君の声は甘く優しく、募る想いは切なく苦しく

「夕飯前なので、どれも遠慮しておきます。施錠は先輩の役目でしたよね。それじゃあ俺は、お先に失礼します。お疲れ様でした」


頭を下げて、下げた頭を上げるとほぼ同時に歩き出す。
佐渡に背を向けてカウンターの方へ。そこで自分のカバンを手にすると、今度はドアの方へ。
一度も振り返ることなく、吉野は図書室を出た。

佐渡に握られた手が熱い。頬も熱い。なんなら耳も熱い。

気付かれてはいないだろうか。いや、きっと大丈夫だ。
一緒にいるのを嬉しいと思っていることだけならばまだ気付かれてもいい。けれど、なぜ一緒にいると嬉しいのか、吉野が佐渡にどんな想いを抱いているのか、それは本人には絶対に気付かれてはいけない。
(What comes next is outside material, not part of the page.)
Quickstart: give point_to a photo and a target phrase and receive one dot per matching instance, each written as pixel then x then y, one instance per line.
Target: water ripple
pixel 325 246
ふう……と一つ息を吐いて、吉野は足早に図書室から離れた。

一人図書室に残された佐渡は、遠ざかっていく吉野の足音を聞きながら、「ああ、なんて可愛いんだろう世那は」と機嫌よさげに呟きつつ、施錠前のお約束、室内に誰もいないことを確認するための見回りを行った。